If we have to store 6, how it is stored?
- A single byte is more than enough to represent 6. It would be
00000110
. - What about other 3 bytes? Just zero them and you get a 32-bit wide value for 6. Something like this:
00000000000000000000000000000110
.
What does this imply?
This implies that a general int
requires 32-bits or 4-bytes of space. So, a variable declaration of type int
would require 4-bytes to be reserved.
- But memory is byte addressable. That means, a continuous block of 4-bytes is required to store an integer. And you have to interpret those 4-byte together in order to interpret them rightly.
Same with float and double.
What about arrays?
An array is a buffer in real sense.
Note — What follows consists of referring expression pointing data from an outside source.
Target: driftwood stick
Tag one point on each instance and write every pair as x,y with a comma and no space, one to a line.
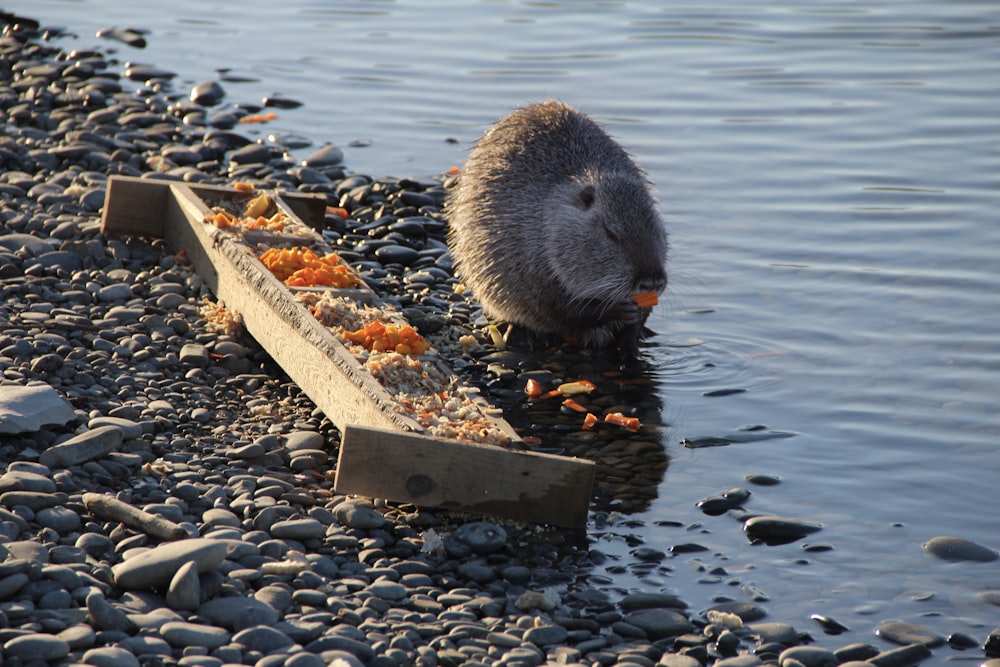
107,507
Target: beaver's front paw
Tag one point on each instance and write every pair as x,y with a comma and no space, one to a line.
627,312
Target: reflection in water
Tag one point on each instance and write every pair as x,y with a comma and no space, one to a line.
630,465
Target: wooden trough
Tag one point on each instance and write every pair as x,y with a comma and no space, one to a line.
384,453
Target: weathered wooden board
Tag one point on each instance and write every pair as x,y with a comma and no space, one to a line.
384,453
541,488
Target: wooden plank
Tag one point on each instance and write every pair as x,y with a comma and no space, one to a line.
303,347
434,472
383,453
133,205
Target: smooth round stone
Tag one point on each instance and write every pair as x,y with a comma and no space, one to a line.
36,647
659,623
247,452
251,154
778,530
22,480
297,440
959,549
130,429
358,514
218,516
184,591
781,633
678,660
107,616
899,632
115,292
263,639
325,156
546,635
634,601
238,612
276,597
298,529
810,656
482,537
182,633
396,254
60,519
904,656
308,459
747,611
79,636
110,656
207,93
388,590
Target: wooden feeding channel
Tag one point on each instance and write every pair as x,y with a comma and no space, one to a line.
469,460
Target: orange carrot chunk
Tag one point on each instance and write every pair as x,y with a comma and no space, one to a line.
631,423
645,299
578,387
532,388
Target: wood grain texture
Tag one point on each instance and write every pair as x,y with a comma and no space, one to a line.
384,453
434,472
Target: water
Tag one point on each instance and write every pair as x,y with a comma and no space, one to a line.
831,175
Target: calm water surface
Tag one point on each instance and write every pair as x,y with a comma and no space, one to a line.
831,174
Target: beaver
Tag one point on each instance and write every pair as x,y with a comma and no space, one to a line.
553,226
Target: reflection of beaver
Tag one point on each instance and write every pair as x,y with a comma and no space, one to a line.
553,227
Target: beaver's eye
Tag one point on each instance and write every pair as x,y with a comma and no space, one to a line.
611,231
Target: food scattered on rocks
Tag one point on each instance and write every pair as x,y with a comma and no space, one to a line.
300,266
173,503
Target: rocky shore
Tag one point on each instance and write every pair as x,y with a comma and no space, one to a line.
167,497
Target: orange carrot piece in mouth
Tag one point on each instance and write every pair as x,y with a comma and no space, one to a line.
645,299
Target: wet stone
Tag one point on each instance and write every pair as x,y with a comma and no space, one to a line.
207,93
959,549
482,537
899,632
326,156
809,656
778,530
659,623
396,254
30,647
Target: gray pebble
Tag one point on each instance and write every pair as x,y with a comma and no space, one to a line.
899,632
86,446
298,529
388,590
659,623
60,519
29,408
184,590
482,537
959,549
31,647
106,616
263,638
110,656
810,656
358,513
778,530
182,633
546,635
238,612
308,440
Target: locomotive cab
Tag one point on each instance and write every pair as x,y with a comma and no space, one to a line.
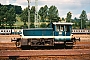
62,31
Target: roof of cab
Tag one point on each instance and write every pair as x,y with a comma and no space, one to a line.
62,23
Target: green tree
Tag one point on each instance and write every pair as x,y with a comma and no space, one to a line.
83,18
53,14
11,17
24,17
7,17
43,25
32,14
68,18
3,11
43,12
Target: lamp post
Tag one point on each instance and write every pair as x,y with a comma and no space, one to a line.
28,14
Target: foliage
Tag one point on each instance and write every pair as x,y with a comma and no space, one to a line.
43,12
53,14
7,17
43,25
83,18
68,18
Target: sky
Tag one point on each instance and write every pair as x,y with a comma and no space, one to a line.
64,6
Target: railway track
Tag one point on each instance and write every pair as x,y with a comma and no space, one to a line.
78,45
64,54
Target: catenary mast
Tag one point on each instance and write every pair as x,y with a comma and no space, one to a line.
28,14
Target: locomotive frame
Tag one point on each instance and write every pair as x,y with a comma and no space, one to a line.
58,32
You have a group of bytes that are distinct enough that they exist as individual units but they are a part of one single entity.
For example, take an array of 10 elements.
- In simple words, it is a group of 10 logical units where each logical unit is a sequence of bytes interpreted as one single entity.
- An array of 10 integers is a contiguous block of memory split into 10 logical units, where each unit is 4 bytes. Each 4-byte unit, when interpreted together as an
int
, they represent a single number.
Therefore, the size of an array is the size of the type of data it contains multiplied by the number of elements.
So, what are data types?
- A data type is a contract between the programmer and the compiler that defines how a sequence of bits in memory should be interpreted and what operations are valid on it.
This is why interpretation is so important. A group of bytes can be represented in a variety of ways and each way changes the meaning. For example:
- 16 bytes can be interpreted as 16 distinct characters, 4 integers or 2 doubles. And these 16/4/2 can exist as distinct variables or a part of an array of the same type.
Conclusion
This is all about primitive data types.
There are complex data types like enum, structure and union, which we will talk about later.